A análise alegórica à psicogeografia dos alienados das grandes cidades da era
pós-industrial foi reinterpretada
do seguinte modo por
Debord: «Cette société qui supprime la distance géographique recueille intérieurement la distance, en tant que séparation spectaculaire»
(esta sociedade que reduz a distância geográfica acolhe no seu
íntimo a distância enquanto separação espectacular — Guy Debord, A Sociedade do Espectáculo, 1967).
Orientados por uma espécie de «cartografia
alternativa» (Iain Sinclair, London Orbital, 2002), os «nómadas intelectuais»
(Oswald Spengler, O Declínio do Ocidente, 1922)
são hoje livres pensadores, tão violentamente desprezados como
violentamente desprezam
a sociedade de consumo e o fetichismo dos mercados.

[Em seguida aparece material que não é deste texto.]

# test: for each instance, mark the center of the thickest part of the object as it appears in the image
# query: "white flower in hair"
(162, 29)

Pois se «o espectáculo é o modelo de
vida socialmente dominante», ou se «o capitalismo refaz a
totalidade do espaço como seu próprio cenário», como diz Debord, é o próprio Debord que propõe, a
partir de Henrique IV, de Shakespeare: «Ó senhores, a vida é curta… Se vivemos, vivamos para
marchar sobre a cabeça dos reis.»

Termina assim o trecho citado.